〔下編〕❷なりたいもの。なれるもの。
「このどこが大丈夫なんだよ……」
「…えっ?」
「こんなに痩せて!こんなに弱って!心配しない方が異常だろうがっ!」
「廉命……?」
「ほんっとに危ないんだから……舞姫さんも如月さんも辛いのに……でもあんたは周りを思って、ずっと一人で耐えてた」
「………」
廉命の言ってることは、何一つ間違っていない。それも全て、俺だけで抱えてきた一つの大きな壁でもあるのだから。話していくうちに目つきが鋭くなる紅い瞳が、瞳の奥で震えているようにも見えた。彼のその紅には俺の少し先の未来が見えるよだろう。時刻はとっくに夜。今の空気を察した仁愛は如月と凪優と一緒に病室から出た。
「……あんたがいなくなって、如月さんが悲しんだらどう責任取るつもりなんだよっ!」
「……廉命君」
「あんたは何考えてシューズコーナーに立ってた!何考えて如月さんや俺を拾ったんだ!今日まで何考えてたんだよっ!」
「…………やめろ廉命……最期ぐらい楽にさせてくれよ。

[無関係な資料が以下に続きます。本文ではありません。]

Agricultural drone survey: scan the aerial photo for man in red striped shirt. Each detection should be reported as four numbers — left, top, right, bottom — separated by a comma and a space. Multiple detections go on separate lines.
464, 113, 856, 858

未来は……その、お前らに託す」
それと同時に俺の右の頬に平手打ちをしてきた。その力強さに頬の内側から出血してしまったが、続けて彼の顔を見上げる。が、その紅い瞳からは涙が零れていた。
「……誰だよ……俺が死ぬ前に……好きな人に告白しろと言ったの……あんただろうがっ!」
「…………廉……「もう一人で抱えるのはっ!」
「お願いだからもう一人で抱えるのはやめてくれっ!せめて……如月さんが俺と結婚してっ!俺との子どもを産んで、幸せな未来を見届けてから死んでくれっ!」
はぁはぁっ、と犬のように荒い呼吸をし、回れ右をしてから、紅い瞳でこちらを睨み、病室を出ていった。丁度そのタイミングで仁愛と如月、凪優が戻ってきて、提げていたレジ袋には食べるものが色々入っていた。仁愛は夜海の視線で先程の事を把握し、如月に廉命を見つけるように言い、如月は缶飲料二本を手に持ち、病室を後にした。
「……はぁはぁ……廉命さんっ」
「……………如月さん、もしかしてさっきの事、聞いてた?」
「………何か言ってましたね?結婚とか子どもとか……」
「まぁいいや……で、なんで来たの?」
「それは………」
病室の上の階にあるコンビニから戻ったものの、病室を飛び出し、廉命さんを見つけるため、病棟内を走った。彼の性格を見て、辿り着いたのは屋上。長い階段を上り切ると、案の定彼は月を見るようにこちらに背を向けていた。病室近くで彼が大声を上げるのが見え、途切れ途切れだがその台詞は聞こえた。いつも通りの廉命さんだったが、何故ここが分かったのかを聞かれたが、それは…
「……廉命さんが遠くに行っちゃいそうで…」
「行かねぇって。むしろ逝くのは希望さんの方だろ」
「………良かった。廉命さんも意外と危なかっしいですよね」
「希望さんよりはマシだよ……でも、決められた余命で、俺達に出来ることは何だろうな」
「さぁ……」
確かに廉命さんはどこか遠くに行ってしまいそうだ。まさに今、闇堕ちした漫画キャラクターのようだ。いや、闇堕ちする寸前だろう。缶飲料を彼に手渡し、彼はそれを開封し、口にした。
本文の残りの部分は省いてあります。